More significant in the longer term, Mr. Trump’s threats have forged a surprising consensus around a policy that had been controversial or ignored: that Canada should build pipelines, ports and other infrastructure to the west, not from North to South, to reduce its dependence in the United States and push its resources to Asia and Europe.
Europe is more in advance in this process. After the American elections, the European Union concluded a trade agreement with the countries of South America to create one of the largest commercial areas in the world, and it worked towards closer trade links India,, South Africa,, South Korea And Mexico.
Japan, the largest ally in America in Asia, has also prioritized new markets in the world, where fast growing savings like Vietnam offer new customers.
“There was the emerging perception in Japan that we must certainly change the portfolio of our investments,” Ken Jimbo, professor of international policy and security at Keio University in Tokyo, told. For the current administration and those who follow, he added: “We must adjust our expectations to the American alliance”.
On the Defense Front, what some call “Dismerican” is more difficult. This is particularly true in Asia, where there is no equivalent of NATO, and dependence on American support somewhat slowed down the military of the countries that the United States has promised to defend (Japan, South Korea and Philippines).

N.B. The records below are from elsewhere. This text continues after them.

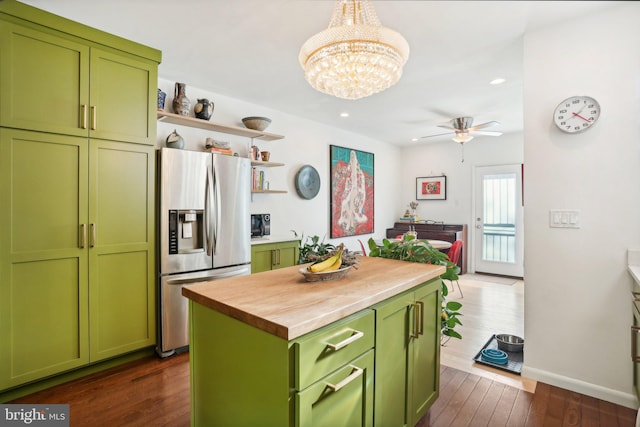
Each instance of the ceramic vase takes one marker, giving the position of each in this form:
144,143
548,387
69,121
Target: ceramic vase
181,104
203,109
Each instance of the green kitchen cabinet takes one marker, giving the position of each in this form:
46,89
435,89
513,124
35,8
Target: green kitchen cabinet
76,252
77,184
121,248
55,82
44,287
407,355
271,256
322,379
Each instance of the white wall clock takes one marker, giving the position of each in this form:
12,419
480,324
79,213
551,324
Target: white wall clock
576,114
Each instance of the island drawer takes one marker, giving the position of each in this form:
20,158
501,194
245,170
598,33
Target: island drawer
325,350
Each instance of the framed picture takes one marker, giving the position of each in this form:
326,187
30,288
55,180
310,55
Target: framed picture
431,188
352,174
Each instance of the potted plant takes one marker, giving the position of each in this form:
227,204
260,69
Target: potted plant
413,250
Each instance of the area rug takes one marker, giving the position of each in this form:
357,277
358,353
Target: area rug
488,278
514,363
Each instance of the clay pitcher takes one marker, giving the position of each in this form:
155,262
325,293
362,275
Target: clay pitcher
203,109
181,104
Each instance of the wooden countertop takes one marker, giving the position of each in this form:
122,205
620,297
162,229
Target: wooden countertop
282,303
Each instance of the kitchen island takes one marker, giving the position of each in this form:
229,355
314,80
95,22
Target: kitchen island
270,349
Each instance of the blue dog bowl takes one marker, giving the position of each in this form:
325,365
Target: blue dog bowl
491,355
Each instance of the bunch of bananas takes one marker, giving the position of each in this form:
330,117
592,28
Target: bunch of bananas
330,264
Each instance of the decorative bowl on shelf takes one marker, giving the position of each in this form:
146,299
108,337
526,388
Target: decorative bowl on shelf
256,123
324,275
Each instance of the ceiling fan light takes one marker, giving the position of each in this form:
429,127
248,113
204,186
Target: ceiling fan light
356,56
462,137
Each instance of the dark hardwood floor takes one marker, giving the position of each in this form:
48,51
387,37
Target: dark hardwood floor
154,392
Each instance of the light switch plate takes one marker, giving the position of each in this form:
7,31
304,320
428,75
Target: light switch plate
560,218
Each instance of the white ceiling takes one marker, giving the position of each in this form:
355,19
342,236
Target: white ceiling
248,49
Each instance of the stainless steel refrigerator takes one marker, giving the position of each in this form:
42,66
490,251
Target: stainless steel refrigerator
204,231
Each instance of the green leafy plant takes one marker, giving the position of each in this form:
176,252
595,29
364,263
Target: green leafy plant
312,246
413,250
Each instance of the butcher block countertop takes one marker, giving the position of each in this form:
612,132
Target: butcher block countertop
282,303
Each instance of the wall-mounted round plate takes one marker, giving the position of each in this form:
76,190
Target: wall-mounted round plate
307,182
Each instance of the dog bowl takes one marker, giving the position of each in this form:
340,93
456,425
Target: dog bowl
510,343
492,355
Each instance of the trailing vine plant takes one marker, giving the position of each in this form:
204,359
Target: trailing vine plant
413,250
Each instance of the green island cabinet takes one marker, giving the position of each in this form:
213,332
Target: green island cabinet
408,356
77,179
271,256
376,367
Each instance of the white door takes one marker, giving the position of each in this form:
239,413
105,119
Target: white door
498,228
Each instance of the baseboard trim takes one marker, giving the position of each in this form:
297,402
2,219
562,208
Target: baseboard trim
48,382
614,396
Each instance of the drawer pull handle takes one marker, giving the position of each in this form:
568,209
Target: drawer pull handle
94,117
416,321
421,319
356,336
634,344
83,116
83,236
355,374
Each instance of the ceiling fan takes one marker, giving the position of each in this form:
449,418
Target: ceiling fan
463,129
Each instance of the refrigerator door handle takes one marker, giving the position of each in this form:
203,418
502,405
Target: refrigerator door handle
217,276
207,214
218,209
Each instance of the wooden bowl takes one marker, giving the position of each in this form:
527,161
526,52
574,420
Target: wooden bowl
324,275
256,123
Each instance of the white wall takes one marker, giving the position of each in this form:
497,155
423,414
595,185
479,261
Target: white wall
444,157
305,142
577,305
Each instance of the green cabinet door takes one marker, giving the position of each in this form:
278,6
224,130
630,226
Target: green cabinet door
43,267
342,399
121,255
84,91
123,97
394,318
407,355
425,361
271,256
45,81
263,257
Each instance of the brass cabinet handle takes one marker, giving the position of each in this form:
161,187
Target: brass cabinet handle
634,344
94,117
421,318
354,374
416,321
342,344
92,241
82,238
83,116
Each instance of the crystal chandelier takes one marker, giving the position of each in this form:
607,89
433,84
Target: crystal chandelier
356,56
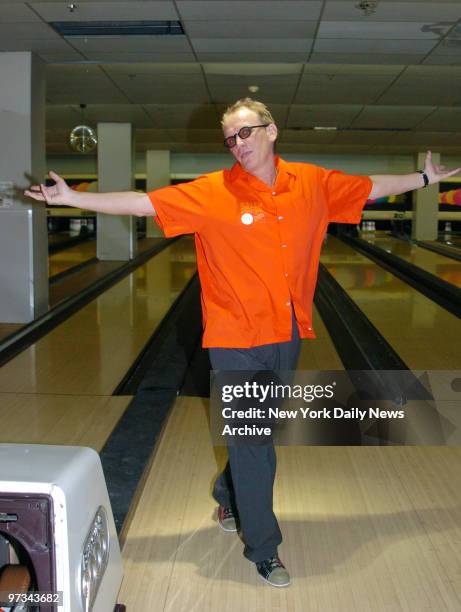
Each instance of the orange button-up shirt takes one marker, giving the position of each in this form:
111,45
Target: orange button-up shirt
258,247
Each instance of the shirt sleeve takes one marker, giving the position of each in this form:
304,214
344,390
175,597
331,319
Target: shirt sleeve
181,209
345,194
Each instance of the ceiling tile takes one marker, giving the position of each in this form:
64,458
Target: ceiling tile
196,135
280,56
74,83
278,111
140,69
391,116
138,56
399,59
304,10
345,45
101,11
250,29
256,70
28,31
363,137
393,11
306,136
425,85
442,119
341,88
163,89
338,115
17,12
152,44
449,46
210,45
382,30
278,89
426,139
39,46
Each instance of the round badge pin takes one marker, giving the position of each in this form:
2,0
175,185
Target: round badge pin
247,219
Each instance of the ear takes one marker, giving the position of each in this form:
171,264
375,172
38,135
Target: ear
272,131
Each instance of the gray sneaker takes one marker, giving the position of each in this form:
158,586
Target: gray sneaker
227,519
273,572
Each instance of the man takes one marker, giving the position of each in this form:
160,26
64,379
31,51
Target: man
258,228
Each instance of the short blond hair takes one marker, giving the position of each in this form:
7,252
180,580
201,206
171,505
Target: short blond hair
258,107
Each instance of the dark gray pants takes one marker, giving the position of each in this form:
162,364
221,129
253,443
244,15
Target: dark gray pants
246,484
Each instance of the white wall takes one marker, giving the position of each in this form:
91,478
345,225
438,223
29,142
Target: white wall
196,164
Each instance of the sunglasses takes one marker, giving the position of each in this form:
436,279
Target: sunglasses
243,133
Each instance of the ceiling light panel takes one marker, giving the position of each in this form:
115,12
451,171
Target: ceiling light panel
165,44
442,119
297,45
18,12
183,115
249,10
383,30
431,12
331,45
398,59
308,116
333,88
247,29
97,11
391,116
249,57
254,70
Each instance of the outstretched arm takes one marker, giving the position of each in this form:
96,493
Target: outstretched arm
394,184
116,203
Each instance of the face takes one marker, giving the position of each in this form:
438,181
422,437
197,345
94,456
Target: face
256,151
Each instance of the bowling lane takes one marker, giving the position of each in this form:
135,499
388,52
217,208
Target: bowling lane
424,334
73,256
443,267
59,419
453,240
373,528
89,353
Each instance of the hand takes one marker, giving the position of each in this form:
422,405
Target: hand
59,193
435,174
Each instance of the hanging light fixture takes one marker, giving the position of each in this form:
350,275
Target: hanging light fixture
368,7
83,138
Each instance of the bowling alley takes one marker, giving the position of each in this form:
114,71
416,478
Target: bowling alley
230,303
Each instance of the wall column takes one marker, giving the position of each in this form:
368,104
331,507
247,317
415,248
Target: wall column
425,205
116,235
23,224
157,175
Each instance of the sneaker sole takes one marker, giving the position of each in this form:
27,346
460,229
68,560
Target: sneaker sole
226,529
272,584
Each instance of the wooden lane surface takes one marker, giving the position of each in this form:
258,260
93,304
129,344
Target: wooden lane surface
425,335
441,266
59,419
365,528
63,260
89,353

Friday, the Secretary of Defense, Pete Hegseth, was in Manila, promising to “really realize the priority and move to this region”. But many American partners are now working together without the United States, signing reciprocal access agreements for the troops from each other and the construction of new coalitions to dissuade China as much as they can.

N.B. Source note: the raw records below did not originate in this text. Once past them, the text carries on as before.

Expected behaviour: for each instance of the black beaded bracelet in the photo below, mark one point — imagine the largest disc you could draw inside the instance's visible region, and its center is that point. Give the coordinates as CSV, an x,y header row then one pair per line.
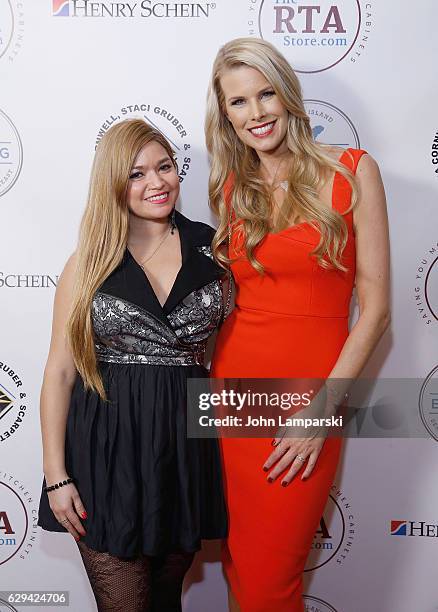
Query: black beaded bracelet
x,y
58,485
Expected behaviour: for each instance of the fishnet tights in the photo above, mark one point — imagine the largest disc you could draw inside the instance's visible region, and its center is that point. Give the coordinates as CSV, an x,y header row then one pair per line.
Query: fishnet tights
x,y
142,584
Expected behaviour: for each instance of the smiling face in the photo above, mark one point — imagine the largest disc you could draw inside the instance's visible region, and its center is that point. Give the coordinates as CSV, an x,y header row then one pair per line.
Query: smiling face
x,y
254,110
153,186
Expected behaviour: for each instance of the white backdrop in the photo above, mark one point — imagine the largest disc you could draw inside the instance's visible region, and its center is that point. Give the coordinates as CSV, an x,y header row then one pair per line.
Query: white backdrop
x,y
70,68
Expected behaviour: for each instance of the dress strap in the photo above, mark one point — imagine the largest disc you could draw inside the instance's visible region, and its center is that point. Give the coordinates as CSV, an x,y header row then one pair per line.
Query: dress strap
x,y
341,196
228,189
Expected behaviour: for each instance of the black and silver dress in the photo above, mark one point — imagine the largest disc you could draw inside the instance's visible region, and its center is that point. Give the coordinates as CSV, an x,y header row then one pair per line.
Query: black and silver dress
x,y
146,487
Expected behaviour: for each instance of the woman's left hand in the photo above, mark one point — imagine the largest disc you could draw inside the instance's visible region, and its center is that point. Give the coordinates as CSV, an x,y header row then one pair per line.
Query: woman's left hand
x,y
293,453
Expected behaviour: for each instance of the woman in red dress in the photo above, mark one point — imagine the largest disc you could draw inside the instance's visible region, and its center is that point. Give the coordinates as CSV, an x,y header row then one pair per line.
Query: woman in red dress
x,y
304,222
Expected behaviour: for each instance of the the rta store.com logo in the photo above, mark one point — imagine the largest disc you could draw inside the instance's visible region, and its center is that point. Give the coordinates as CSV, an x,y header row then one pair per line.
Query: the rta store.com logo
x,y
330,125
162,119
315,604
18,519
335,535
426,286
120,10
314,35
419,529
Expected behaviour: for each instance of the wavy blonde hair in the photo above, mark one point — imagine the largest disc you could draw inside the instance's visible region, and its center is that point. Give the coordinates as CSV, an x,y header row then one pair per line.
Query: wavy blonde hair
x,y
104,234
309,168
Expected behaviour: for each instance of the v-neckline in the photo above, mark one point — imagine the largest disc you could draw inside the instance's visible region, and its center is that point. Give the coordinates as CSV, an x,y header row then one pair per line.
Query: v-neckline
x,y
148,282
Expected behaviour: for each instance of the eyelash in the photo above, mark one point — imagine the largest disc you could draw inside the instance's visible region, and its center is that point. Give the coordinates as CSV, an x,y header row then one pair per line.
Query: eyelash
x,y
136,175
235,102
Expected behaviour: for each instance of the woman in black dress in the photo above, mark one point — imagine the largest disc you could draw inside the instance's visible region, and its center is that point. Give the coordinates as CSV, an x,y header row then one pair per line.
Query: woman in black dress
x,y
134,308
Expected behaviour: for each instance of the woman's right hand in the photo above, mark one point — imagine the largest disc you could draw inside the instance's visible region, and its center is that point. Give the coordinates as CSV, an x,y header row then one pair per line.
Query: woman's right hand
x,y
68,509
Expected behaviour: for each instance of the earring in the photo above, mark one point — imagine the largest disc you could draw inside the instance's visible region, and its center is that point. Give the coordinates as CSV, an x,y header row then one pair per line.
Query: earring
x,y
172,221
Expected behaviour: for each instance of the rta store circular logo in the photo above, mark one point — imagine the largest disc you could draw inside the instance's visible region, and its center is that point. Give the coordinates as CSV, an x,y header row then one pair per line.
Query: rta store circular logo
x,y
428,403
334,538
314,604
426,286
314,35
18,519
11,153
162,119
330,125
6,607
12,401
11,28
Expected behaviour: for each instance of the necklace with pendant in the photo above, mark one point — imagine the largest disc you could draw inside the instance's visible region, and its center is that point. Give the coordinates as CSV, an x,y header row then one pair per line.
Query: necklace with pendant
x,y
145,261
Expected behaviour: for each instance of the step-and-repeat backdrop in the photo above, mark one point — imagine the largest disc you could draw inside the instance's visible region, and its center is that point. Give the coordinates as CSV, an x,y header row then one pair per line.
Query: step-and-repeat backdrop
x,y
69,69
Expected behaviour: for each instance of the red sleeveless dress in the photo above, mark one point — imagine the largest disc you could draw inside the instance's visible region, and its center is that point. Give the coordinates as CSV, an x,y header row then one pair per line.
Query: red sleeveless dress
x,y
291,322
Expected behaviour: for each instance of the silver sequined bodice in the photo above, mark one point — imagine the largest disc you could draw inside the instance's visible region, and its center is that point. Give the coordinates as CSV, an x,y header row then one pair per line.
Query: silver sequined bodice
x,y
126,333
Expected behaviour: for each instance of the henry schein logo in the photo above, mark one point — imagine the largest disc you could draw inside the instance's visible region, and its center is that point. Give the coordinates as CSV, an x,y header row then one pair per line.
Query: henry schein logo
x,y
61,8
414,528
145,8
313,34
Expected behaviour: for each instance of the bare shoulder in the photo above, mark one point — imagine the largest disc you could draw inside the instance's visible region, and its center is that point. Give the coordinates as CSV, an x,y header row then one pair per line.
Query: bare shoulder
x,y
334,152
368,168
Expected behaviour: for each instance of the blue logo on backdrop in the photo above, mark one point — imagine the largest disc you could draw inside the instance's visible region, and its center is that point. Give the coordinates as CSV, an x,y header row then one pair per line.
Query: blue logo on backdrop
x,y
330,125
315,604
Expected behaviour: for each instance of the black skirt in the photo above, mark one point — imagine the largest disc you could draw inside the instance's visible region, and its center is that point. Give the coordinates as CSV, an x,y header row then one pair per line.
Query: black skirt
x,y
146,487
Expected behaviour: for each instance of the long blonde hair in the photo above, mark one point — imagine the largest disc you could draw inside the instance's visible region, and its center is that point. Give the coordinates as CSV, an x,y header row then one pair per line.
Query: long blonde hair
x,y
310,163
104,234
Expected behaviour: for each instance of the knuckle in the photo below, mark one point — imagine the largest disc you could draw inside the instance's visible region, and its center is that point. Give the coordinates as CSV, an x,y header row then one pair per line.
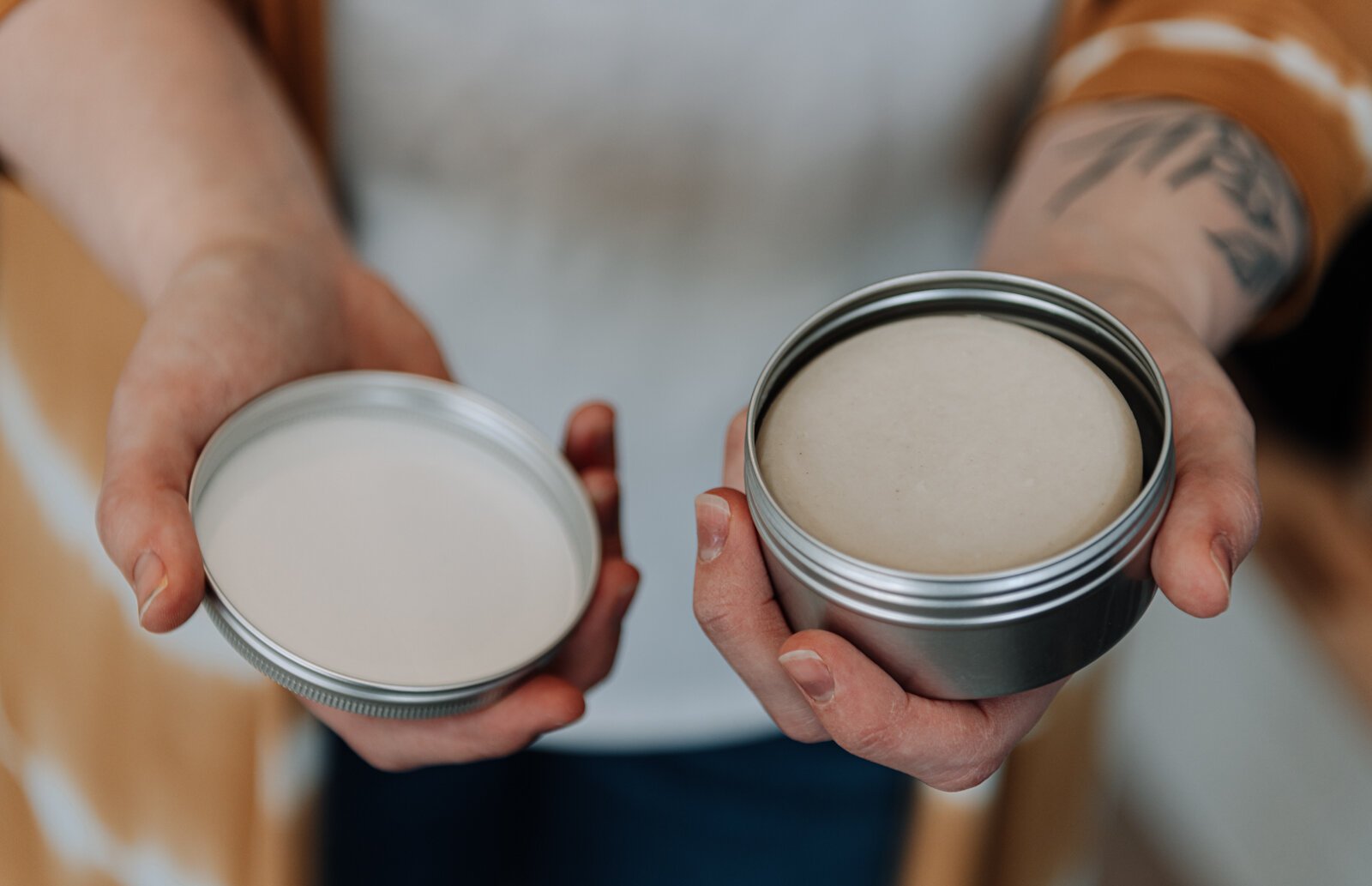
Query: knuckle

Europe is also in years of being able to defend itself fully without the help of American weapons and technologies. However, in response to the Trump administration prices, threats and general disdain – as in the disclosed signal cat in which Hegseth qualified Europe as “pathetic” – the European Union recently announced its intention to strengthen military spending. This includes a loan program of 150 billion euros to finance defense investment.
The European Union of 27 countries is also increasingly collaborating with two non-members, Great Britain and Norway, on the defense of Ukraine and other strategic defense priorities.
For some countries, none of this is enough. Polish Prime Minister Donald Tusk told Parliament in early March that Poland would explore access to nuclear weapons, fearing that Trump could fully defend another NATO nation.
“It’s a safety race”, Mr. Tusk said.
In February, the Minister of Foreign Affairs of South Korea, Cho Tae-Yul, told the National Assembly that the construction of nuclear weapons was “not on the table, but that does not necessarily mean that it is out of the table either”. According to some estimates, South Korea and Japan have technical know-how to develop nuclear weapons in less than two months.
Bilihari Kausikan, a former Singaporean diplomat, said that a little distrust can lead to healthy caution, noting that Asia was skeptical of America since the Vietnam War. He said that the final result of the Trump era could be “a more diverse world, with more maneuvering space” and a less dominant United States.
But for the moment, mistrust is spreading. Experts said it would take years and a series of expensive confidence construction efforts to bring America together with new or old, long -term allies.
“Confidence is difficult to create and lose easy to lose,” said Deborah Welch Larson, political scientist at the University of California in Los Angeles who wrote a book on the role of the cold war. She added: “The distrust of the United States’s intentions and motivations increases day by day”.
The reports were brought by Matina Stevis-Gridneff de Toronto, Jeanna Smilek from Brussels, Sang-Hun Choe of Seoul and Martin Fackler from Tokyo.